The Official Father Christmas

On to Part Two, which is very crap indeed and I don't really want to talk about it. Er, er, okay then. It's about as space-fillery as space-fillers realistically get, and it involves you, as Santa of course, choosing presents to go on someone's Christmas list (presumably as opposed to giving them what they asked for, you cold-hearted swine) then collecting them as they fall from the air. A clever tactic here is the 'stand still and wait until all the toys you need have fallen on you' - it's that difficult. Sigh. Life's so depressing at times. But enough philosophy, as I believe JD once said.

Right, Part Three, which I suppose is meant to be the main part of it all as it involves actually delivering the prezzies all over the world (four continents with, er, six presents each... funky mathematics and no mistake). No sprite animation, no variety, a feeling of cheapness and a suspicious visual similarity to Santa's Xmas Caper don't really add to this bit, but it does have the ever so spooky Adhesive Clouds From Dimension Plib that sweep off your falling prezzies in a manner which can only be described as 'erk'. The planes and birds knock the gifts off target too, which is ever so impressive of them. And the landscapes are disgustingly stereotyped (mud huts in Africa, terraced houses in Europe etc). Yea verily! 'Tis a bit on the crap side.
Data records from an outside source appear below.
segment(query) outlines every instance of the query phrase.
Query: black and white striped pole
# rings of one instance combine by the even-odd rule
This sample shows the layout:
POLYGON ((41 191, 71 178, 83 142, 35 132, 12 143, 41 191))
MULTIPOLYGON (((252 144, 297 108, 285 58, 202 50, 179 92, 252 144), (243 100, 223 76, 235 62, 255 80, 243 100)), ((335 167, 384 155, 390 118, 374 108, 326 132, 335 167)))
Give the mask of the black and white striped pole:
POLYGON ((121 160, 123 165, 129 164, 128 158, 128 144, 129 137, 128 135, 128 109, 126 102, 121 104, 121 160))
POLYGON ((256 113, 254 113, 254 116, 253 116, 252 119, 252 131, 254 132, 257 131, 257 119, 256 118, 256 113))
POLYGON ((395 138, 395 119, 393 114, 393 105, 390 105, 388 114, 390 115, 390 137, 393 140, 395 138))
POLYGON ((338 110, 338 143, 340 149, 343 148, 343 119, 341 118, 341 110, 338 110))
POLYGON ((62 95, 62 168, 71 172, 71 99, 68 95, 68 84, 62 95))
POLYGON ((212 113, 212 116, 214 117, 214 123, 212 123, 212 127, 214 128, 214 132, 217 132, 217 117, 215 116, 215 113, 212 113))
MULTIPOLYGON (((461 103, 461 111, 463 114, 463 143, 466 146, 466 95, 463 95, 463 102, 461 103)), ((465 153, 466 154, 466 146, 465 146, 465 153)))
Well, then, the summing-uppy bit draws in and thus I must sum up. The Official Father Christmas, eh? It's not great, let's face it. It's monstrously easy, the only way you can 'die' (tedium notwithstanding) being via the feeble time 'limit', so it should take you, phoo, one game to complete. Sound's minimal, graphics on average are, er, very average, but it just ain't fun. And why's it 'Official'? Did they track down Santa and get his TM? (Snort.) Je ne pense pas (or whatever). It's by Enigma Variations too, who really should know better (firmly slapped wrists) and just because it's for a good cause (Save the Children) doesn't mean they can just fling out any old pile of Les Dennis (arf!). Well that's it from me, but before I nick off I'd just like to bellow rousing hellos in the general direction of The Mildly Extraordinary Flat 155 and its denizens, and also to Cara, Sally, Signe and all me other MUD mates, for no other reason than I know it will irritate Jonathan, ho ho. Gosh, I'm a rogue.

Verdict

Uppers: Er, it's all for charity.

Downers: Two of the three games are depressingly crap. The third's not too good either. If I were the official Santa, I'd sue. Basically.